I woke up feeling different this morning, again... feeling like something was out of place. I've felt like this for the last couple weeks, but I don't know why. 'I just don't feel as happy as I used to...' I pondered on my thoughts for awhile before heading down stairs, taking note that Mark had already left to go record at the Grump space. "He's already gone.... again." I sighed and made myself a cup of coffee; taking the framed picture of Mark and I, that was next to the coffee pot, in my hand. 'We used to look so happy... now we don't wait until the other is awake to leave, or the other is ready for bed and go together.' I poured a tiny amount of creamer into my cup and stirred it, spacing out and thinking about all the good time's Mark and I have shared...

*FLASHBACK*

"Babe, can you come here please?" I walked down the hallway to Mark's room, assuming that's where he was since he said he would be doing a livestream with Wade. I slightly pushed the door open, "What do you need, Mark?" I asked, smiling like an idiot towards the only man I love. "Come over here," he was whining like a child, "I want everyone to meet my lovely, incredible, beautiful, funny, smart, witty, sexy-"--"Mark!!" He laughed at me; I was shy about things like that, even after being with him almost 2 years and already having sex for a while.

I slowly made my way into the view of the camera, and leaned over so my face was in view. "Everyone, I want you to meet (Y/N). My girlfriend for the past 2 years -well, almost two years-, and hopefully for the rest of time." I looked at him and smiled quickly before waving at the camera, "Hello!" It only took a few seconds before the chat blew up with "wow she's so pretty" or "nice pick Mark ;)" and even "I hope you two are happy together!" I took note of that one "We are very happy! Thank you." I answered, whilst draping my arm's over Mark's shoulders.

*END OF FLASHBACK*

I sighed again, 'Maybe that's the problem...maybe we just can't make each other happy anymore.' I felt tears start to swell in my eyes as I thought of living my life with out Mark next to me... 'I love him so much.. maybe just a break or something?

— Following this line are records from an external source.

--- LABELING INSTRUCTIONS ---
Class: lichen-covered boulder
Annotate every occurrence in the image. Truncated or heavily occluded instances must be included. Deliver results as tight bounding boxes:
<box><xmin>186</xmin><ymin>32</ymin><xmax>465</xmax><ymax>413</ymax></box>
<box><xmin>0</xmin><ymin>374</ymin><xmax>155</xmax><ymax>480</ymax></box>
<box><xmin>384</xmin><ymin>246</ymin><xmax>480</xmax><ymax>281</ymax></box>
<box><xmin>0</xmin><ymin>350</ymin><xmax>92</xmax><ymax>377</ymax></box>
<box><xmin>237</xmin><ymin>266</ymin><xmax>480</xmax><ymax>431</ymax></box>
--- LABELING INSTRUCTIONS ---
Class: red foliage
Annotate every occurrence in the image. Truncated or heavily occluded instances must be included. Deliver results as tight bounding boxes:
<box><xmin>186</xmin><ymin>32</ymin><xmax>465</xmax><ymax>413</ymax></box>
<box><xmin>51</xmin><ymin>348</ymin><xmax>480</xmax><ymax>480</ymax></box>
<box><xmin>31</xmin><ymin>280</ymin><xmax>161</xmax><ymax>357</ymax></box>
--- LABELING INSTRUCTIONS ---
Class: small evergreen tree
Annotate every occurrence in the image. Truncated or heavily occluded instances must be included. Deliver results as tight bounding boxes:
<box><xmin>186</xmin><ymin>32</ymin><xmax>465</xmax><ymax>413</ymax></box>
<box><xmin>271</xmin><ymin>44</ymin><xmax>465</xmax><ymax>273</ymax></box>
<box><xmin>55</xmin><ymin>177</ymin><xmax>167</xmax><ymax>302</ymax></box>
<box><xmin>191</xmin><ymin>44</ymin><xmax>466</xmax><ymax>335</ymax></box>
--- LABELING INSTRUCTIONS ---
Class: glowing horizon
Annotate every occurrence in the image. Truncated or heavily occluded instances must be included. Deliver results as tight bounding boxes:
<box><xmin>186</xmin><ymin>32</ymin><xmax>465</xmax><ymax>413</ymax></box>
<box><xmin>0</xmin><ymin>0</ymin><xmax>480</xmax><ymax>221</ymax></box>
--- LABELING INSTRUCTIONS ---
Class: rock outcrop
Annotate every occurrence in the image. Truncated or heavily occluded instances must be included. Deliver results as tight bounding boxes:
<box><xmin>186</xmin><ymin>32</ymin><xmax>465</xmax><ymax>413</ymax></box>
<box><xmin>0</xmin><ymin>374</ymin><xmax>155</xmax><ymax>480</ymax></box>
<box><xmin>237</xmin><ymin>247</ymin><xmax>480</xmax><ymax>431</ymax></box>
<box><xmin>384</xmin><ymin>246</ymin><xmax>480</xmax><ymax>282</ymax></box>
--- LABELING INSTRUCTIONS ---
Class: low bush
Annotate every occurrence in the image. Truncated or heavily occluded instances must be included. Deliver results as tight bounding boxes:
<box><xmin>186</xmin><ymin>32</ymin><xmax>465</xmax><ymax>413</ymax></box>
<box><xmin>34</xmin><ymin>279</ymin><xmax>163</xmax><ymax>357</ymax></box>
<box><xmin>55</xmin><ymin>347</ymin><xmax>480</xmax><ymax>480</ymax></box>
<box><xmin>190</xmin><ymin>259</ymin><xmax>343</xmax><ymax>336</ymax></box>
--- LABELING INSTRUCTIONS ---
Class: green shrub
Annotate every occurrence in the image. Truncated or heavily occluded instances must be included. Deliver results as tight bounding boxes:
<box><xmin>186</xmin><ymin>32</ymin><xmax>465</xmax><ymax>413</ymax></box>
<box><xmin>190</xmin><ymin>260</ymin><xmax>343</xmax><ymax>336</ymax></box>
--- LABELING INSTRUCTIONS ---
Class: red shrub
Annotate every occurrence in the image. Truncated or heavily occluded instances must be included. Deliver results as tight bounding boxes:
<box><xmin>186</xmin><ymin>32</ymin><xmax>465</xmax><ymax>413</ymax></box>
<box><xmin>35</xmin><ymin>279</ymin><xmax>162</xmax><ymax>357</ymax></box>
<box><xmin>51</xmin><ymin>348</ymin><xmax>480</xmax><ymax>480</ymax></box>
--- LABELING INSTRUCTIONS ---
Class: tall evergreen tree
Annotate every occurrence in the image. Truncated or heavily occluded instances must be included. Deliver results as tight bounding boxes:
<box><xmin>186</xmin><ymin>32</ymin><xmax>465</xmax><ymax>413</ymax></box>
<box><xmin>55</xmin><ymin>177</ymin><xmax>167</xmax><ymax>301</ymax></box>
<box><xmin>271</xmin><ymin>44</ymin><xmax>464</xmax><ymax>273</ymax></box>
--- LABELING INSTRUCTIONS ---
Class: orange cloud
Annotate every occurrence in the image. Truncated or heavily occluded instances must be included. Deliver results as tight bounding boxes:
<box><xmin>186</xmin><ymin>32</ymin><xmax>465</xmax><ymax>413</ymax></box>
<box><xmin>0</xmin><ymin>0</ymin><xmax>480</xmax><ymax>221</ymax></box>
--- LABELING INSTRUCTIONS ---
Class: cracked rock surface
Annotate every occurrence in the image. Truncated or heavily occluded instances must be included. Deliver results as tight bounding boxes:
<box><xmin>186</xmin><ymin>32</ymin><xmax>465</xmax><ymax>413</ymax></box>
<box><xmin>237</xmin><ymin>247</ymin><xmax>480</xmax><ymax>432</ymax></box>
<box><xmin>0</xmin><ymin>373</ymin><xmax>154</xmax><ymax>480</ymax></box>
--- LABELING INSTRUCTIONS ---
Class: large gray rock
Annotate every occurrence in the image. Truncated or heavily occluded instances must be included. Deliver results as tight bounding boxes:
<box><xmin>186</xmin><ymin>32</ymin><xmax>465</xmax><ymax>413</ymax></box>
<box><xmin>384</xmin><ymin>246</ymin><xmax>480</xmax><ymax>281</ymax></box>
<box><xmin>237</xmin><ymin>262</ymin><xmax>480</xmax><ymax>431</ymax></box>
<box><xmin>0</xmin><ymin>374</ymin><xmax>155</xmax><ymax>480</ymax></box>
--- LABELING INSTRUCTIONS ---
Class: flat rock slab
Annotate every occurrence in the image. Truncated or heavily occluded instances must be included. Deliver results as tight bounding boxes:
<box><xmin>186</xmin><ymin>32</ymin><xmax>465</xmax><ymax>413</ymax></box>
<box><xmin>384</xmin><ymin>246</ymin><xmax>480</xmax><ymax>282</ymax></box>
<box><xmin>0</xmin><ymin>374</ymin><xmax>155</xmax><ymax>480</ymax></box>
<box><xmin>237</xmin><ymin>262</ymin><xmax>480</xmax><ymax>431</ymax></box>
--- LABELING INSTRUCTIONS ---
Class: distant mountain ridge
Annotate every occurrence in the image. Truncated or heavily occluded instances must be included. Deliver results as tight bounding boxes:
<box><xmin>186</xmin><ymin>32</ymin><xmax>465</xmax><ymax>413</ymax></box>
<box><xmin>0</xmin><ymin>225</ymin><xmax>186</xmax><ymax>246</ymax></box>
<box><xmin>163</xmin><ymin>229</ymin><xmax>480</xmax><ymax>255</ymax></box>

And I know I'm not the only one feeling this... he's been distant lately.' With the things I've been through, I automatically came to the worst conclusion ever... hastily dropping to my knees and sobbing into my hands. 

"I just love him so much... but I hate seeing him unhappy."

~A FEW HOURS LATER~

I've been thinking about this.... "problem" all day long, not knowing how to go about it and not wanting to say anything. 'What if he just wants to leave for good? What if it causes a huge fight? What if he kicks me out?' I started sobbing again, but quickly wiped the tears away when I heard the front door unlock. "Babe, I'm home." 'That's another things that's different.. We used to joke like Lucy and Ricky (from I love Lucy), when he would come home he'd drop his stuff, open his arms and shout "HONEY, I'M HOME." no matter where I was.' "I'm in here Mark." 

I could tell he took immediate notice to my mood. He sat down next to me and put his hard over mine... "We nee-"--"We need to-" Mark stopped and told me to go first, "I think we should talk." He sighed and looked down, "I do, too."--"So we both know where this is going?" I asked shakily, trying to hold back the tears. He let out a quite mhmm and nodded his head. "Okay, well.. if we both know what this is about, I'll go pack a few things and get a hotel room." I got up from the couch and walked to the bedroom, pulling out the suitcase Mark bought for me.